Four radioactive wasp nests were found near the Savannah River site. Experts say they will not harm the surroundings like the air and citizen health. But the discovery questioned the credibility and legitimacy of the environmental contamination control in the area.
The Savannah River Site, known formerly as the Savannah River Plant, is located on 310 square miles in South Carolina. It was built in 1950 as a large producer of materials used in nuclear weapons. The site was created to support the United States military during the Cold War. After the end of the war, production significantly decreased. Therefore, the Department of Energy began cleaning the area during approximately 1996, although the due date was dragged on indefinitely. Government officials estimate the cleaning to be finished by 2065, a total of sixty-nine years or more. That is, until the first Trump administration in 2018 officially announced a goal for the place to be used as a site for plutonium “pit” production. This is for the making of the innermost or core component for nuclear weapons. Officials say the project will start implementation in 2030.
Radioactive wasp nests initially form when wasps use contaminated wood to build a nest. The wood was in range of “on-site legacy radioactive contamination” according to the Department of Energy report. Workers in charge of routinely monitoring the grounds in the border of contamination search for signs of radioactivity. Subsequently, they uncovered a radioactive wasp nest on a post near a tank used to store nuclear waste. There were four such nests formed near the site. “The wasp nest was sprayed to kill wasps, then bagged as radiological waste,” the federal report said. “The ground and surrounding area did not have any contamination. “It was not far-fetched to imagine
that they came across some contaminated rotting wood that had escaped previous detection and used the material to make their nest,” said Dr. Mousseau, a biologist at the University of
South Carolina, who studies organisms and ecosystems in radioactive regions of the
world, including Chernobyl, Ukraine, and Fukushima, Japan.

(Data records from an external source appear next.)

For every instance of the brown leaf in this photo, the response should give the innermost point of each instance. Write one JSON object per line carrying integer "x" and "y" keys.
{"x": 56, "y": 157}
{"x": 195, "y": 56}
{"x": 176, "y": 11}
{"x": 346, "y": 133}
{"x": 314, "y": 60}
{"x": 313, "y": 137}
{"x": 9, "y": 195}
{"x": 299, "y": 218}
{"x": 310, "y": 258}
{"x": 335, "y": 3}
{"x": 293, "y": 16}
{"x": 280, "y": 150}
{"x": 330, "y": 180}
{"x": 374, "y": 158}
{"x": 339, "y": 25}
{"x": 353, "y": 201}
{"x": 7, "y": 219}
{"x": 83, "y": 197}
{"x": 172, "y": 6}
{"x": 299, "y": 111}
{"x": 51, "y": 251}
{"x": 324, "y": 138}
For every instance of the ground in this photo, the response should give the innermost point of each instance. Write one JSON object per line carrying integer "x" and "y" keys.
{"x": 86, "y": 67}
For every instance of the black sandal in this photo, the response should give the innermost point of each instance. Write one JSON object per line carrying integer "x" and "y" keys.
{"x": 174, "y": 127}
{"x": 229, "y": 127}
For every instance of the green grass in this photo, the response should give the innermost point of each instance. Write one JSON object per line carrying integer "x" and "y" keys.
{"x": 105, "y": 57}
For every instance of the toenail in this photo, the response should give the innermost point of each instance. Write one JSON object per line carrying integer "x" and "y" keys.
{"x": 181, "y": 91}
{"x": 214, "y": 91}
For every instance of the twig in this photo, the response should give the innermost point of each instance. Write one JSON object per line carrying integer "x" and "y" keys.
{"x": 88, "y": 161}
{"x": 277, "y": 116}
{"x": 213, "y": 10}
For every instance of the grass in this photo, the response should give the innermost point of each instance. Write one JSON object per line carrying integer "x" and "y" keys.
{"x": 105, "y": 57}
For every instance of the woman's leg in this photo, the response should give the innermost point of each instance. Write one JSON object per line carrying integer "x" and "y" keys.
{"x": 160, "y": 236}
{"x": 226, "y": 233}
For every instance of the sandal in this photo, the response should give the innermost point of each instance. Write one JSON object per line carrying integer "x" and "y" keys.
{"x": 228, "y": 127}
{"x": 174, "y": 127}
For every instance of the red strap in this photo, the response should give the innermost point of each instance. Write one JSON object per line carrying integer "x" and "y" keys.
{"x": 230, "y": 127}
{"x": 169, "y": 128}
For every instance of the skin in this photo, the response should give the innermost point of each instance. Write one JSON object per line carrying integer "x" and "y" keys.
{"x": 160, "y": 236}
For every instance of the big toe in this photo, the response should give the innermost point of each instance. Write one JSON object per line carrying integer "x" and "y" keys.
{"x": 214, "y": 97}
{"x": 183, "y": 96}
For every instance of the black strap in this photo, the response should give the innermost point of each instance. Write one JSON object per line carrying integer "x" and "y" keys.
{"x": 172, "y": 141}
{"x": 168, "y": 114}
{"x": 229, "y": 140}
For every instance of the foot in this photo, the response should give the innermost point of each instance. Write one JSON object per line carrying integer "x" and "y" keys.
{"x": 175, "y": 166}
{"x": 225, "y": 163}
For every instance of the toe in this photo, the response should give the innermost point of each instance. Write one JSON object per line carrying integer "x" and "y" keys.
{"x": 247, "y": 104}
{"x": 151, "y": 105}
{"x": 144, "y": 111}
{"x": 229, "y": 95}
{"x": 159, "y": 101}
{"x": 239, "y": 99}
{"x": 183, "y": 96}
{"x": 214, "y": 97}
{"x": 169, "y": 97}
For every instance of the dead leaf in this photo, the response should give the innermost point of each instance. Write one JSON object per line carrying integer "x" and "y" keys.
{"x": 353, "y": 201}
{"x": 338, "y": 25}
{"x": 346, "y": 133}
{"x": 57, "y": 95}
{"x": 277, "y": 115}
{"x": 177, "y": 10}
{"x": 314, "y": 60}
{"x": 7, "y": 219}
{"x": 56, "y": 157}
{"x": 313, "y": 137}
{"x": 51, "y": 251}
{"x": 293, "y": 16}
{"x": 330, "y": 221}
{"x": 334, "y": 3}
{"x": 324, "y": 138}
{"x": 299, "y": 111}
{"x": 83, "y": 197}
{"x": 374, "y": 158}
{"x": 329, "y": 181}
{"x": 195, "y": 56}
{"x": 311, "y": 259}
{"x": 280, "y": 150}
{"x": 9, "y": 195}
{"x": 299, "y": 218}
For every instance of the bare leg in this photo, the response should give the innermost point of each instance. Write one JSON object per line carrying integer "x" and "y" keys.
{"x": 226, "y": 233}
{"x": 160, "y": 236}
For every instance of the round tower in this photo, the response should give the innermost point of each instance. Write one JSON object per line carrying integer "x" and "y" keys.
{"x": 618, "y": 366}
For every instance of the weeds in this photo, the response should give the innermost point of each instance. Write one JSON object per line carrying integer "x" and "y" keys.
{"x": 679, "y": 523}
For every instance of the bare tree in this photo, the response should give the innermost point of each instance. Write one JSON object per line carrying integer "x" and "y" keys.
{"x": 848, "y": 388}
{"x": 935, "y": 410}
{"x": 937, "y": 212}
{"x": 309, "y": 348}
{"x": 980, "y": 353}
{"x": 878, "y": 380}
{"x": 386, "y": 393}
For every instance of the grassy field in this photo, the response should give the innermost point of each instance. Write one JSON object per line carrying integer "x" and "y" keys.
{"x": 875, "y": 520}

Potential risks include the question of whether larger areas of contamination have escaped surveillance. “Alternatively, this could indicate that there is some new or old radioactive contamination that is coming to the surface that was unexpected,” said Dr. Mousseau. Currently, the radioactive wasp nests are not a threat, but they should be seen as a wake-up call calls for more surveillance and a perspective on the big picture.